Lisbon AI Seminar

Is there a Black-Box Issue in AI Medicine?

Sala 8.2.19, Ciências ULisboa (com transmissão online)

Por Steven S. Gouveia (UPorto).

The challenge of comprehending how AI algorithms generate judgments or predictions on the one hand, and how they integrate particular inputs to create a particular result on the other, is usually referred to as the “black-box issue” in AI Medicine. Although this type of technology can produce results that are more accurate and efficient than what we can refer to as “Traditional Medicine,” that is, a medicine made by humans, the internal workings of these models are typically opaque or challenging for humans to interpret.
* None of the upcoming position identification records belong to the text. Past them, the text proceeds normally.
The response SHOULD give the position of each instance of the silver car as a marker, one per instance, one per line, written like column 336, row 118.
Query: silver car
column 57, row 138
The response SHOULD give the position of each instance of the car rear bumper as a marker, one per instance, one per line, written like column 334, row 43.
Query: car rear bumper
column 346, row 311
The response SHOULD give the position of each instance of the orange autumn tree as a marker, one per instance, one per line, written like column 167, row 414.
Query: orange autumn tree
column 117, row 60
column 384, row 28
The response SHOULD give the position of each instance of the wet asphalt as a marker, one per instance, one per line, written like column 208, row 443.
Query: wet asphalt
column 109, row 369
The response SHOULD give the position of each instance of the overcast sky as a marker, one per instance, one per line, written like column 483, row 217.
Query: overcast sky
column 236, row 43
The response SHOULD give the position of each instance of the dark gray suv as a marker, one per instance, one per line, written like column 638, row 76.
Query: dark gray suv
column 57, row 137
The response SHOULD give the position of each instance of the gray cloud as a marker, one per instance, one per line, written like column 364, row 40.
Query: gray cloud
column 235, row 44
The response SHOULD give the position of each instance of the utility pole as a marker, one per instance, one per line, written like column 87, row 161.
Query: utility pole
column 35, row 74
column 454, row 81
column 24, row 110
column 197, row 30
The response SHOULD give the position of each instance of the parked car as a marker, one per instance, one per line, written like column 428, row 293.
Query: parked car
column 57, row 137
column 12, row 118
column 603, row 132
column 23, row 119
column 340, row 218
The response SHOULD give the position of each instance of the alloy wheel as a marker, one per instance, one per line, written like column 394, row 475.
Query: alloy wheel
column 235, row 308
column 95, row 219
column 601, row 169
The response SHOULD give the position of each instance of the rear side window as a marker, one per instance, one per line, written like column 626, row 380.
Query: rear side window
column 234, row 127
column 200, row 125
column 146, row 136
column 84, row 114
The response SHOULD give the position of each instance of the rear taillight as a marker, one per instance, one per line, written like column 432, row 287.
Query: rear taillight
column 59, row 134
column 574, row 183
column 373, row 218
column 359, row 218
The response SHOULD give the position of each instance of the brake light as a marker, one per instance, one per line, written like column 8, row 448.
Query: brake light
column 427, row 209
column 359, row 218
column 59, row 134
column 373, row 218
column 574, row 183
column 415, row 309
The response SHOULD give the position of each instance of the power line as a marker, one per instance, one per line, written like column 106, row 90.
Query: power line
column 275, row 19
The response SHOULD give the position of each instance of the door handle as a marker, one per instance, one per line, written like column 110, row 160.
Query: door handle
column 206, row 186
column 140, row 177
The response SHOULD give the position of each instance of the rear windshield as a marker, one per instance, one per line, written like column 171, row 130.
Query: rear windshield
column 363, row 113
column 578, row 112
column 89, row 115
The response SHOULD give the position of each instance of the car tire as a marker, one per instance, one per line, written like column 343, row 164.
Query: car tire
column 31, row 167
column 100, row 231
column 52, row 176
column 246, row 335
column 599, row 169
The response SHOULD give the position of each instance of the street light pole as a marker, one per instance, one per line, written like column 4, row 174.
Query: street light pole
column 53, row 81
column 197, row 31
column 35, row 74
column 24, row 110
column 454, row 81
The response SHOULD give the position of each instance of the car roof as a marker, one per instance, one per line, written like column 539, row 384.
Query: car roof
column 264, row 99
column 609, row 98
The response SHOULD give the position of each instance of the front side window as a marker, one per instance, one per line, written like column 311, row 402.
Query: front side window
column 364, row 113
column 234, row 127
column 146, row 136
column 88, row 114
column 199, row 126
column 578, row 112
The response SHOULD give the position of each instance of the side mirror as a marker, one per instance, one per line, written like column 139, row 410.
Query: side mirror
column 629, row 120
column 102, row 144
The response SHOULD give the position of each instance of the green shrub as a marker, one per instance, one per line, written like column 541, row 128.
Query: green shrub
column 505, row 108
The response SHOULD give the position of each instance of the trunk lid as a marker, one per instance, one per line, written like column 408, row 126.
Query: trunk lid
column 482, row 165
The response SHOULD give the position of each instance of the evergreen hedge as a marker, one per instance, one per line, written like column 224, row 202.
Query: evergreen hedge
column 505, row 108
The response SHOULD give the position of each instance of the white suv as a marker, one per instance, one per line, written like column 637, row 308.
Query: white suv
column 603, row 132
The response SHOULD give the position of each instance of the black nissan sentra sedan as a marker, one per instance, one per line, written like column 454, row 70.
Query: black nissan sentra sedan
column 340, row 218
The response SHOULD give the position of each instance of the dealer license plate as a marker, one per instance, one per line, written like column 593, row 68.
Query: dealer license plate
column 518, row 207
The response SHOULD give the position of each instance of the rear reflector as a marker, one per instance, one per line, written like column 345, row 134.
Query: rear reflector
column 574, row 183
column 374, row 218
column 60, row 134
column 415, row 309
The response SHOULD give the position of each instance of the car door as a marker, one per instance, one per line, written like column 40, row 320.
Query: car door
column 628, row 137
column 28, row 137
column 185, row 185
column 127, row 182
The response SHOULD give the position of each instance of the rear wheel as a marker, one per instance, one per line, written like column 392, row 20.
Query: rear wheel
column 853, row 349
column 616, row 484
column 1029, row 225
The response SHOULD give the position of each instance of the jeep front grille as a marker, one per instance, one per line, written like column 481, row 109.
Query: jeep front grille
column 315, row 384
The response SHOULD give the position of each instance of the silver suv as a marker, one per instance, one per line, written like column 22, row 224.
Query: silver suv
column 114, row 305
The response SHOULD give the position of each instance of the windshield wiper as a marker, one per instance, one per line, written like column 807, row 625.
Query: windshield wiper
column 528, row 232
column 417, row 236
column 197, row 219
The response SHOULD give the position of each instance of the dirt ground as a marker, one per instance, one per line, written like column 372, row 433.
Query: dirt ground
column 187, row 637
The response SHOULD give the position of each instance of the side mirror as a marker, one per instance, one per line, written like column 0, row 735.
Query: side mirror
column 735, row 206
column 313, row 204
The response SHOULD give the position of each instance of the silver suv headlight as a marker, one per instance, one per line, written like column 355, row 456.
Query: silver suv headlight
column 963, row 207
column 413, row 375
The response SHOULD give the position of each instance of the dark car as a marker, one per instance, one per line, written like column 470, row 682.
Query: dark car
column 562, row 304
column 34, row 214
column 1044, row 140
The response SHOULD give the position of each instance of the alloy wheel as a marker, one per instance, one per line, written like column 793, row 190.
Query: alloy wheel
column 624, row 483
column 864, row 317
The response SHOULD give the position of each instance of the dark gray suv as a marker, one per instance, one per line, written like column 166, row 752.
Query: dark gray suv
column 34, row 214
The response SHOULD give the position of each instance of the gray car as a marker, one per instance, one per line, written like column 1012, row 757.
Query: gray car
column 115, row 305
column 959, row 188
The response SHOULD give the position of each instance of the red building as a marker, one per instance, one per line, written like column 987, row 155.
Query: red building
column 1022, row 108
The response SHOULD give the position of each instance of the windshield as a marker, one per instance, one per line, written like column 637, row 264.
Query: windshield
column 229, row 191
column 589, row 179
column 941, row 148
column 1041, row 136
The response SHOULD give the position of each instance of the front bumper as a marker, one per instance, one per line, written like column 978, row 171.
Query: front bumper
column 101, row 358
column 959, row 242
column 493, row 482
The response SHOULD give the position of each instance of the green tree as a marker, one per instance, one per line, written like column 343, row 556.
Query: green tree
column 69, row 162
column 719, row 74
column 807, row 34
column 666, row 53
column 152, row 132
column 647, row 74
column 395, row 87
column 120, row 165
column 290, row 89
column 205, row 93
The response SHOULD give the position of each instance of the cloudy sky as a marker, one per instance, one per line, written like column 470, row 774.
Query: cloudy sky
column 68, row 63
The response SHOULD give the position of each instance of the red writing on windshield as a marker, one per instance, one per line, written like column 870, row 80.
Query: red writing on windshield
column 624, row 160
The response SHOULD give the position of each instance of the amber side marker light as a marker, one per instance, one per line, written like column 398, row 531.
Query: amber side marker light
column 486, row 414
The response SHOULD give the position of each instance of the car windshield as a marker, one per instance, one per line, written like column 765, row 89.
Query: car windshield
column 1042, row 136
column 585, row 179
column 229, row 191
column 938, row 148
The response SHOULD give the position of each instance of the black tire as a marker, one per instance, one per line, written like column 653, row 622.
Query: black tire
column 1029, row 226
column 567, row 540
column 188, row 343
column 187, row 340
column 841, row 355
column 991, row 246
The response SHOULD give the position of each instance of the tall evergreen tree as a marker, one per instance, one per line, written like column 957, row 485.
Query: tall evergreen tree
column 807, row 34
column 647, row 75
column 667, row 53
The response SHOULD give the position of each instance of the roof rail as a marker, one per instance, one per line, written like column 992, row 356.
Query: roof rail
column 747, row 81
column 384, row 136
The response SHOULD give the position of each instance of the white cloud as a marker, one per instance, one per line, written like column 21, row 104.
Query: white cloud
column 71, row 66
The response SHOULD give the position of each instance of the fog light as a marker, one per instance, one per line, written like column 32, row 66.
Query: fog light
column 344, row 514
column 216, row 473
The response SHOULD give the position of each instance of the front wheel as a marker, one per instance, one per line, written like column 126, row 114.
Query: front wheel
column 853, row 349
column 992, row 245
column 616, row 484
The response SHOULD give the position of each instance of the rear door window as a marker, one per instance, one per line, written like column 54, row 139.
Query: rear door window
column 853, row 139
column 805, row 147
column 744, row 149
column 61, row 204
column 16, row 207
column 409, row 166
Due to the unique structural characteristics of AI models, it can be challenging for clinicians and other healthcare professionals to understand why an AI model recommends a particular diagnosis or course of treatment. This can raise questions about the model’s validity, safety, and ethical implications. Furthermore, since new medical treatments and diagnoses are frequently based on mechanistic explanations that AI models do not allow access to, a lack of transparency can also delay their discovery. Take into account, for example, an illustration of an AI model built to identify malignant cells in medical imaging. Large datasets of medical images are used to train these models, which then utilize this information to predict the appearance of malignant cells in new, unobserved images. Although these models are remarkably accurate, they frequently function as “black boxes,” which prevent humans from seeing or easily understanding the decisions they make. For instance, it might not be evident what exact traits the model is employing to distinguish between malignant and normal cells, or how the model arrived at a specific diagnosis or treatment suggestion. This can be particularly problematic in healthcare settings where professionals and patients must comprehend the reasoning behind a diagnosis or treatment strategy. Furthermore, it is difficult to identify and stop potential biases and discrimination if the model is opaque, making its correction impossible. This talk aims to determine whether there is, in fact, a “black box” issue in AI medicine and, if so, how we may think of possible solutions to address it.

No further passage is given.